何もない状態でこんなにいろいろと着せてもらえて、教えてももらえるし(しかもただで!)髪の毛までセットしてもらえて。お手伝いの労働はしていますが、若いころだったらこういの、ほんとに憧れます。いいなあ。そして、主人公の女の子は、女の追分の「あっち側」へ果たして行けるのかどうか。というところが楽しみでもあるのかな。私はそこまでいかなくても、今のままでもいいなと思います。

この1巻が楽しくて、着物、楽しいよねという気分にまた浸りたくて、この話の前日譚が描いてある、美食探偵の本も買ってしまいました。美食探偵はまあいいとして(ごめん)、そこの最後についているのが「女追分」です。上記の「銀太郎さんお頼み申す」で舞台になっているのが新宿追分ビル。この名前を読んだとき、ちょっと笑ってしまいました。新宿追分ビルというなじみのあるビルの名前だったから、読んでみたいと思ったのかも。新宿追分はすこーしだけ小高くなっている三丁目あたりのこと。あの街道が交わる部分が新宿追分。新宿追分ビルは京王の持ち物です。たしか。京王の駅はむかーしむかしはこのあたりにあったと聞いたことがあります。でも、ちょっと坂道になっているので、昔、列車のパワーが足りない時期があって、そこからぐーっと下がって今の新宿の位置になっている。と聞いたことがあるのですが、聞いただけなのではっきりとしたことはわかりません。

とにかく、あの新宿追分ビルがこんなワンダーな場所だったら面白いだろうなあと思います。

で、その追分ビルの一階で営業しているコーヒーショップで主人公はアルバイトをしています。そこへ着物姿の麗しい銀太郎さんがやってくると、あまり飾りっ気のないアルバイトの主人公が銀太郎さんの女っぷりにほれ込んで・・・というお話。この前日譚の中で「追分」という言葉も知らなかった主人公が「自分はいろいろ知らないから知りたい」という健全な意欲ですぐにどんどん調べていきます。
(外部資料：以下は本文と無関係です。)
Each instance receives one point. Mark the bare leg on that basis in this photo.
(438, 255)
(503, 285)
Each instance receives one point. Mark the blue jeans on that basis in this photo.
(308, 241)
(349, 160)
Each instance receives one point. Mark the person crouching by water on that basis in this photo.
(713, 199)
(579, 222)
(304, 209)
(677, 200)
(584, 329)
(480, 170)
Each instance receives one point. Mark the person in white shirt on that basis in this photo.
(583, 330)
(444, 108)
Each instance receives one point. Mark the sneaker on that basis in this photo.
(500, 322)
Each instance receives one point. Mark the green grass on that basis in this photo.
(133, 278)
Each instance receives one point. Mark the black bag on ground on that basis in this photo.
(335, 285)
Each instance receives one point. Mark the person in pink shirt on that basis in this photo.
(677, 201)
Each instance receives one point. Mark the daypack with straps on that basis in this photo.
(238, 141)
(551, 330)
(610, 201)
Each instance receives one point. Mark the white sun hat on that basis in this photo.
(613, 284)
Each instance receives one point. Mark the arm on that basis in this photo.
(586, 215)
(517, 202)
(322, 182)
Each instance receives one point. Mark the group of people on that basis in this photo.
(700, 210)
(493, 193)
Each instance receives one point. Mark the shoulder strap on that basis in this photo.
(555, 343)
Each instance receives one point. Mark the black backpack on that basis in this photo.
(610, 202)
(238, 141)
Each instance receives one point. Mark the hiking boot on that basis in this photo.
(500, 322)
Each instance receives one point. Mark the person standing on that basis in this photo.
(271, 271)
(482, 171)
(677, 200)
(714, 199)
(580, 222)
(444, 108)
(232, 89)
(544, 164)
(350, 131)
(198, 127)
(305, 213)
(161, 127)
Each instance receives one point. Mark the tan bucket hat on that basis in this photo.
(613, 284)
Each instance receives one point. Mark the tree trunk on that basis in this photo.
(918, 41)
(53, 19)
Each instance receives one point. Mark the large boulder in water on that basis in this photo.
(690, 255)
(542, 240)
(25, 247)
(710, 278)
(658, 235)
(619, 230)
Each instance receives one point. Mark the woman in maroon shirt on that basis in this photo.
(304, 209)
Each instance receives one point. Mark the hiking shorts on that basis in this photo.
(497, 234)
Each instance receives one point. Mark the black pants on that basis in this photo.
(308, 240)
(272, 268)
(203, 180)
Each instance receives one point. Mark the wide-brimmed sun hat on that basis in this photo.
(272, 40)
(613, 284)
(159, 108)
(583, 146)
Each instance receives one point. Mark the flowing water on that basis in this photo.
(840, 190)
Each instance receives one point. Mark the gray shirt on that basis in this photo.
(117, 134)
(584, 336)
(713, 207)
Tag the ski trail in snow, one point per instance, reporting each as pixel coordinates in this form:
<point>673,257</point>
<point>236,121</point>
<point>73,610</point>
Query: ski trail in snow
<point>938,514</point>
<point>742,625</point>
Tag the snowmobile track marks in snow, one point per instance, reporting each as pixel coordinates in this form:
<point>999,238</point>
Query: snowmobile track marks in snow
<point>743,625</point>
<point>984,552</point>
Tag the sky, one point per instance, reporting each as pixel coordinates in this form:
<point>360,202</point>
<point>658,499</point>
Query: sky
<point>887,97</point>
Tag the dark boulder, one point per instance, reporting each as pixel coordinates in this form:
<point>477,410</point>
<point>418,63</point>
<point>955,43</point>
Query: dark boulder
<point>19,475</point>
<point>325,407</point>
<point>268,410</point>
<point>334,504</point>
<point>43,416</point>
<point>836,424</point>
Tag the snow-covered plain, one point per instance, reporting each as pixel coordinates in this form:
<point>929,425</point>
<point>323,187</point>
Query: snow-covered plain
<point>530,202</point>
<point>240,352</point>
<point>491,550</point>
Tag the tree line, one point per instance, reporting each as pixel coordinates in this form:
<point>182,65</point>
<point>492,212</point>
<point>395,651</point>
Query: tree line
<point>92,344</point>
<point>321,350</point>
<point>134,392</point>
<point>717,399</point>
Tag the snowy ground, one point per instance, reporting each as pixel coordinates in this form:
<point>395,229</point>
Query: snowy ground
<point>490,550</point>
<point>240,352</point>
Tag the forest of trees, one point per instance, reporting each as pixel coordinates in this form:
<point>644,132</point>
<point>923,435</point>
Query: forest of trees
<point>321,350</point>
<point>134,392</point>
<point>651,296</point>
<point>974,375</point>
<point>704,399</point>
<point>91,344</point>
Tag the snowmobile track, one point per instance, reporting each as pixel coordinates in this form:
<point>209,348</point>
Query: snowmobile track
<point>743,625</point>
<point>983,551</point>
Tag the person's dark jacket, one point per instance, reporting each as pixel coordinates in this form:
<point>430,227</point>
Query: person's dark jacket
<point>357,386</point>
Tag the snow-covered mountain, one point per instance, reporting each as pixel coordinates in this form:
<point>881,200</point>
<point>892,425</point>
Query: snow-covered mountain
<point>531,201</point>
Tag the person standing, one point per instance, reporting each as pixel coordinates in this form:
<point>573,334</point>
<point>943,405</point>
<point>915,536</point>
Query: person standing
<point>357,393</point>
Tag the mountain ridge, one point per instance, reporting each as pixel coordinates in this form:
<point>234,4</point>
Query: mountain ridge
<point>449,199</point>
追分も街道が分かれるところだと知って、お客さんの女っぷりのいい最上級の女といった感じの銀太郎さんと、化粧っ気のない素顔のかまわない姿の女性客を比べて、女の追分に今、自分はいるのではないか、と思うところから「女追分」の題名がきているという話。その化粧っ気のない追分のこっち側の女は実は・・・というところが私は結構気に入ってます。そうですよね。

銀太郎さんが麗しいので、この漫画を読んでいると「やっぱりはんなり系の着物好きだなあ」といろいろまた着物熱があがりそうで困った漫画でもあります。麗しの銀太郎さんの姿だけでも、楽しい漫画です。続きが楽しみだなあ。